2. We decided to use spectral power at each EEG electrode as the features. There are many other possible features that could be computed from EEG data and that could be used for classifier training.
3. Random Forest classifiers were able to learn non-REM sleep classification.
4. The feature importance assigned by the Machine Learning algorithm is not that different from the features that humans use.
5. The Machine Learning classifier makes mistakes. The confusion occurs for adjacent sleep stages. For examples, W is sometimes misclassified as N1, but not as N2 or N3.

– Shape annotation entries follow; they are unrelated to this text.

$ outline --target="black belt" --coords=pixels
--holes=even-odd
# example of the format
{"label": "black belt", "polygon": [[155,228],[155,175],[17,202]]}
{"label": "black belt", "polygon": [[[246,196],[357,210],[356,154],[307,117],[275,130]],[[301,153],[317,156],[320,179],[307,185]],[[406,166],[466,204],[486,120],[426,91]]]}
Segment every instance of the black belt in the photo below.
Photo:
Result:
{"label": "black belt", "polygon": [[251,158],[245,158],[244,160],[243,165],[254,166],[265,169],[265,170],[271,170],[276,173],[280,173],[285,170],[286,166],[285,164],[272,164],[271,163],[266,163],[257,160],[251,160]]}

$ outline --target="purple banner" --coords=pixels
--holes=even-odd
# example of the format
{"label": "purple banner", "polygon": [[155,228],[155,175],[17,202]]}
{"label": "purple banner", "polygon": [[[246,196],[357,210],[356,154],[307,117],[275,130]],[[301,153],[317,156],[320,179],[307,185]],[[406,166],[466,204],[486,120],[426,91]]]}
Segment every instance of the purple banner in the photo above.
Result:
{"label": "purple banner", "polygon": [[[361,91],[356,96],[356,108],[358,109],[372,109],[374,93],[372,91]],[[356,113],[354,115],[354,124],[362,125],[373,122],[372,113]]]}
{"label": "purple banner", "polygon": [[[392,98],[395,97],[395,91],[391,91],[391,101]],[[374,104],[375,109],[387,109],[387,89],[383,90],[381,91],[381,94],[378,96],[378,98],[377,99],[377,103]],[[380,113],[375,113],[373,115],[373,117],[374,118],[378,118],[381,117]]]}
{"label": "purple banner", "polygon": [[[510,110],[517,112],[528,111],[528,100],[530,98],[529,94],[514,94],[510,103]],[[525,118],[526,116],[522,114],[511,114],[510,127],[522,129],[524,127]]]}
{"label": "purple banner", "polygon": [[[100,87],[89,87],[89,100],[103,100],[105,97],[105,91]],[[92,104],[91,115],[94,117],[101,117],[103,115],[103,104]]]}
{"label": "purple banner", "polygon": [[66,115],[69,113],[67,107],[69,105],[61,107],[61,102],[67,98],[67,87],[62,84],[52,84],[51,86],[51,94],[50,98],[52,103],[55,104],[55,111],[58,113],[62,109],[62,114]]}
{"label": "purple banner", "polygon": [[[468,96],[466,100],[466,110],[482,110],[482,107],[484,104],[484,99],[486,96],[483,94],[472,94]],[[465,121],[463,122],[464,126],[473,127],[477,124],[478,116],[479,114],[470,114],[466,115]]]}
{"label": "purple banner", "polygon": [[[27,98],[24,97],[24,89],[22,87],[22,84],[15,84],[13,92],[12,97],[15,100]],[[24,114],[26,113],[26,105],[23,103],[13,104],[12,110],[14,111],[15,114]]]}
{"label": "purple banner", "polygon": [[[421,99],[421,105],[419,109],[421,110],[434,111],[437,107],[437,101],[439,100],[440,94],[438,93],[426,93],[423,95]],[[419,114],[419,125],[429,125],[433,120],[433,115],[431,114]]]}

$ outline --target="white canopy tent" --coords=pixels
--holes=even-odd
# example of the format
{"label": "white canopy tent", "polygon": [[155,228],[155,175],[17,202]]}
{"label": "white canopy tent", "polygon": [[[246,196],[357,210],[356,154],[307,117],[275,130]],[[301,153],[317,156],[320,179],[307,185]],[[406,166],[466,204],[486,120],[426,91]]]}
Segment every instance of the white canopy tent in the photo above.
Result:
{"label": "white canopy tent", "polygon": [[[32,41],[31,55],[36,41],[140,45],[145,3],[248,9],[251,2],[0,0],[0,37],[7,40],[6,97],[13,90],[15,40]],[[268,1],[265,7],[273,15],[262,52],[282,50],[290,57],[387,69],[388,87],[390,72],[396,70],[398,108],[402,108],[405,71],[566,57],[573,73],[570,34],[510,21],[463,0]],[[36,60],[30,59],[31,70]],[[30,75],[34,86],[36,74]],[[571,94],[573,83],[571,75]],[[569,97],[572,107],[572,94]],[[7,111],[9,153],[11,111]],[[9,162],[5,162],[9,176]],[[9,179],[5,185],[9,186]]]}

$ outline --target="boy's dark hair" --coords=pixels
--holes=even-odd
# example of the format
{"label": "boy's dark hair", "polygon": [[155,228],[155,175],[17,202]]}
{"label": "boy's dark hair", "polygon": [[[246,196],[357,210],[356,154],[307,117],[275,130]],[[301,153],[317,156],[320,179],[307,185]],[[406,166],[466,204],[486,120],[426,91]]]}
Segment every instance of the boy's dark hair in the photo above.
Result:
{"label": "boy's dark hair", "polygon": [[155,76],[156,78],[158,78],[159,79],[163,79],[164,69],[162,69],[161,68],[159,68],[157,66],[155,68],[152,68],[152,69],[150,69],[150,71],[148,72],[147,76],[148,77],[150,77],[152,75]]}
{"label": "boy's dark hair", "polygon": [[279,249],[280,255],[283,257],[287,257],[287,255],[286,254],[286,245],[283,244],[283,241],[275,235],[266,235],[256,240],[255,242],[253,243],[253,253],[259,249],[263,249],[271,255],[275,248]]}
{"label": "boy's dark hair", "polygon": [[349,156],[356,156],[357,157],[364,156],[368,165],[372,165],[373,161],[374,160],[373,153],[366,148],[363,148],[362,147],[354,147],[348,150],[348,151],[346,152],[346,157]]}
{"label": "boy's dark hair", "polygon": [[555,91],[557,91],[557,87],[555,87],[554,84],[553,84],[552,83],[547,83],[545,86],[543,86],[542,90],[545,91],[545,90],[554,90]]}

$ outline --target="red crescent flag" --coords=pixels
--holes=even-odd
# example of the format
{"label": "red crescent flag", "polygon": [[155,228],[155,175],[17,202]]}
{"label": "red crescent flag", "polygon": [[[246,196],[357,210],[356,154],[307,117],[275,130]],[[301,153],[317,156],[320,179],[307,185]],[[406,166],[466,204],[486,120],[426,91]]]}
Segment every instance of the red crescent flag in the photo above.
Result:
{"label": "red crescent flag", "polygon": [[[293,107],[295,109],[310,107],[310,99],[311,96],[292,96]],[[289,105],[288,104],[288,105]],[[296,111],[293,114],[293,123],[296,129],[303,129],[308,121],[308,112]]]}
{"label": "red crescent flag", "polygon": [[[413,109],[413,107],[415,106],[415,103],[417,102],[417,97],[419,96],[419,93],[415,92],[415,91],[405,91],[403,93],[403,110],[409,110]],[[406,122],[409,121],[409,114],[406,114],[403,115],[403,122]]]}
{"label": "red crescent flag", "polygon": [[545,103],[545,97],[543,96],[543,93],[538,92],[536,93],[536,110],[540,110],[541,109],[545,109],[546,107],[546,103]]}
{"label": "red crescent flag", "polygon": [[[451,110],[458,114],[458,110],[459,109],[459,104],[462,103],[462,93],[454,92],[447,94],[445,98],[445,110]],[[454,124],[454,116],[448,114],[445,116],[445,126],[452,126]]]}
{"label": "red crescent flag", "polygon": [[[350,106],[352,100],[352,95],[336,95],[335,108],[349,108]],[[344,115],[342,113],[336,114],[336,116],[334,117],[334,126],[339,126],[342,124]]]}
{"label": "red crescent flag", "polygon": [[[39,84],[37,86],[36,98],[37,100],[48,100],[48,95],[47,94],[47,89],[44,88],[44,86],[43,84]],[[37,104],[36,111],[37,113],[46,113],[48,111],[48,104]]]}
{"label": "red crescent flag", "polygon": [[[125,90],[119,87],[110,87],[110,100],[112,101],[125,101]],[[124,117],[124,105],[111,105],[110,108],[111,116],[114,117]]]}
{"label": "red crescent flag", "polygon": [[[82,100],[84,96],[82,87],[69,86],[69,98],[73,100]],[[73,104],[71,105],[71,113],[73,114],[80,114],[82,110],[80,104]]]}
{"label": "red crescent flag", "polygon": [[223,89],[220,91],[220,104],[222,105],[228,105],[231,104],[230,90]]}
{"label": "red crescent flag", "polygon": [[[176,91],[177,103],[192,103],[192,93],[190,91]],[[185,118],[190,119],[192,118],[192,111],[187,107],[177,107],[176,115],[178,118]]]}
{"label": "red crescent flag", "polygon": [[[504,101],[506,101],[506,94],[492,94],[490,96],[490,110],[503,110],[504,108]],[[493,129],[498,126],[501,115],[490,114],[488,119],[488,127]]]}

6. When you re-visit this practical, make sure you understand the following concepts:
   - What is supervised classification?
   - What does 'features' mean in the context of Machine Learning?
   - Why do we split the data into training and test data sets?
   - What are hyperparameters?
   - Explain the concept of cross-validation.